Amy Hoffmaster was packed up and ready to attend a marine studies program out of state when she visited College of the Atlantic. As she walked around campus, talking to students and faculty, she found herself thinking, "So this is what it's supposed to feel like when you find the place you want to be, when you find the people with whom you want to share your learning." Returning home, though, she had to do some very serious financial thinking. "I had to decide whether the individual attention, small classes and exploratory nature of COA's human ecology curriculum was going to make it cost-effective."

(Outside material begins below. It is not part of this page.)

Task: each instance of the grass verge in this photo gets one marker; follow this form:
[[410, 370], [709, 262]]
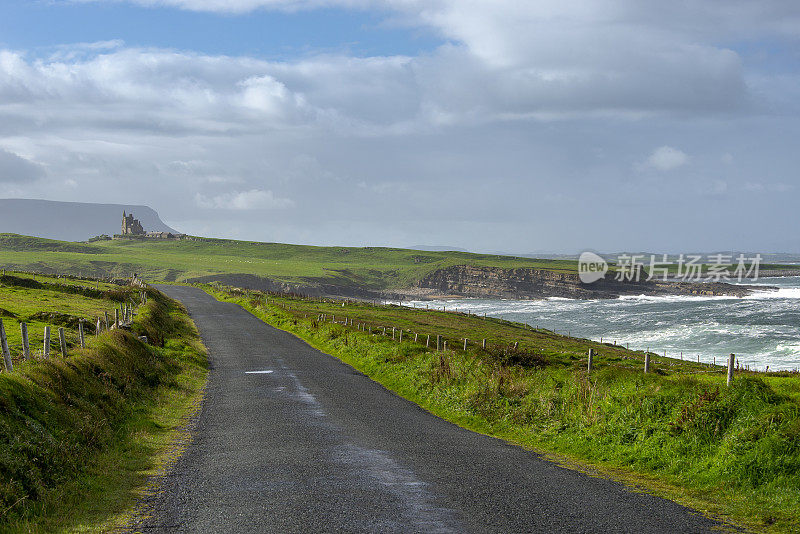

It was the right decision. By exploring the entire range of COA's curriculum, she was able to study science, art and education, which is where she has found her calling. "I realized that when I really understood something, I saw all the many ways that others might see it. My reaction was to share it with someone. That's what teaching is about, having an idea that I am passionate about, then thinking about it from multiple perspectives so I can create experiences for others to get their own understanding. That, to me, is also what human ecology is."
Since Amy ultimately wants to research the process by which brains acquire information, she has also been taking a lot of science, researching such topics as the physiology of memory, brain-based learning and the most efficient ways by which people incorporate information, connecting what she's learned about neurophysiology to her interest in how we learn and think. To Amy, that's a natural. "At COA there's almost an expectation that we will find connections between ideas."